Additional factors that can cause stress include:

  • Overcrowding
  • Poor hygiene
  • Heat stress (cold stress)

4. Nutritional considerations

  • Balanced diet that supports adequate feed intake

  • Feed additives can help promote animal health and increase productivity. Many feed additives are available on the market, but some with potential health or performance benefits include phytogenics or essential oils as well as yeast-based products and probiotics

  • Limit and address anti-nutritional factors, including mycotoxins, which can negatively impact immune function and health as well as limit productivity, even at low levels of contamination. Mycotoxins are produced by various molds and can contaminate crops in the field prior to harvest or feeds once they are in storage. Monitoring feeds for contamination is part of a comprehensive mycotoxin risk management program. Cattle often present with non-specific signs during mycotoxin challenges including reduced feed intake, diarrhea, decreased average daily gains and increased incidence of secondary infections such as respiratory disease.

5. Early detection and diagnosis

Ongoing research is identifying biomarkers and test parameters which can be done cowside (chuteside at receiving, for instance) to identify high-risk or animals which are infected but not yet showing clinical signs of illness. Early identification can target treatment to these subclinically infected and high-risk animals which may prevent or limit disease spread in the herd.

This can help drive judicious antibiotic use by limiting administration to those animals with the highest risk of disease. More research is needed to identify such disease markers that are reliable and able to be measured quickly on-farm.
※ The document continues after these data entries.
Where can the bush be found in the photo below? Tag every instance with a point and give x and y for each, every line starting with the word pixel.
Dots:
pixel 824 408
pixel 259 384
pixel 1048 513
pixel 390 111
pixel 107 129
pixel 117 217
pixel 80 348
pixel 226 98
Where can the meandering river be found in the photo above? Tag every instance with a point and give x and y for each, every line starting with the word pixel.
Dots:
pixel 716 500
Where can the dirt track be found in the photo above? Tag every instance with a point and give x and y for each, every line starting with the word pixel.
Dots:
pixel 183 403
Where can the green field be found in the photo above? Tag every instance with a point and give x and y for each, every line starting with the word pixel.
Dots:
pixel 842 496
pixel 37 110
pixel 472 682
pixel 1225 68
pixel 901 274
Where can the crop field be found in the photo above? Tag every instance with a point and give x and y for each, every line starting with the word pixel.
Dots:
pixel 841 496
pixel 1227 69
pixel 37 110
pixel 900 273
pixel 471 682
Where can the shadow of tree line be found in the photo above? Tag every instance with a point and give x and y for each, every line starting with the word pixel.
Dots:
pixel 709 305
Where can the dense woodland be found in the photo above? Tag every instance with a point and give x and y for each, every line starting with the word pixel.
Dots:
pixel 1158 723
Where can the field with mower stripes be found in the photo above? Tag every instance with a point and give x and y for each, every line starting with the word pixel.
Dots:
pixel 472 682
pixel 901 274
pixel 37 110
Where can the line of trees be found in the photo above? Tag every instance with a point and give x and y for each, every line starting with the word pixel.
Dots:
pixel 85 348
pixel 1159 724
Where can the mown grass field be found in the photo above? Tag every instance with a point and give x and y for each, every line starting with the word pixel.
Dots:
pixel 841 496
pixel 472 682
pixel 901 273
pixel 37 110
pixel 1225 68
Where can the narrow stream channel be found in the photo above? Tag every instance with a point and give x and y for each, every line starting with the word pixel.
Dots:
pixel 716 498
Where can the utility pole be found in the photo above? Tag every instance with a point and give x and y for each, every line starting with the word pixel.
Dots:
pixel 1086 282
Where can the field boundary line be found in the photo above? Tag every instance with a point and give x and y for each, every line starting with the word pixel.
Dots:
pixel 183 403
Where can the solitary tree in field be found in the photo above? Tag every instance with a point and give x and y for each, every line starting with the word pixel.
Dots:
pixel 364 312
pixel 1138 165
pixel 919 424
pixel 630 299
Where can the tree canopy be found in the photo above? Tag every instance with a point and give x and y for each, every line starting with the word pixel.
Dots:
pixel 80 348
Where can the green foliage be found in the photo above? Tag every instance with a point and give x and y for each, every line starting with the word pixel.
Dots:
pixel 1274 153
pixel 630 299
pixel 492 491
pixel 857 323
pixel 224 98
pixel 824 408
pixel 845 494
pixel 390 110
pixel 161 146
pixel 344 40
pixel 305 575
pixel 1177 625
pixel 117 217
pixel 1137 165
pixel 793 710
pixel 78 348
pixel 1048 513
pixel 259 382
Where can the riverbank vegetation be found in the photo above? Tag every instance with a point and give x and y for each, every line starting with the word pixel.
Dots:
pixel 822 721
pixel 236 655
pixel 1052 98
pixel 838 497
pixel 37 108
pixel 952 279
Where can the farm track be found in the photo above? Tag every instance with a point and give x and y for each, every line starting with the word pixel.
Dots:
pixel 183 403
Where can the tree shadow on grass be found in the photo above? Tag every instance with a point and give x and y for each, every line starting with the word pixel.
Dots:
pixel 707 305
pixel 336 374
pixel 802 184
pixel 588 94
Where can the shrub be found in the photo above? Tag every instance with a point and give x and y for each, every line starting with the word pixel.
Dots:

No single product or management practice will completely replace the potential need for antibiotics in livestock rearing because, despite our best efforts, animals still get sick, and those illnesses should be addressed accordingly. Knowing your herd and the potential challenges it may face while working closely with consultants including your veterinarian and nutritionist can provide a holistic animal care approach which can help reduce the occurrence of disease and limit the need for antimicrobial interventions.  end mark

PHOTO: The terminology and health policies involved with antibiotic use can be complicated to understand. But if producers want to protect herds wisely, they must balance antibiotic use with proper monitoring and vigilance. Staff photo.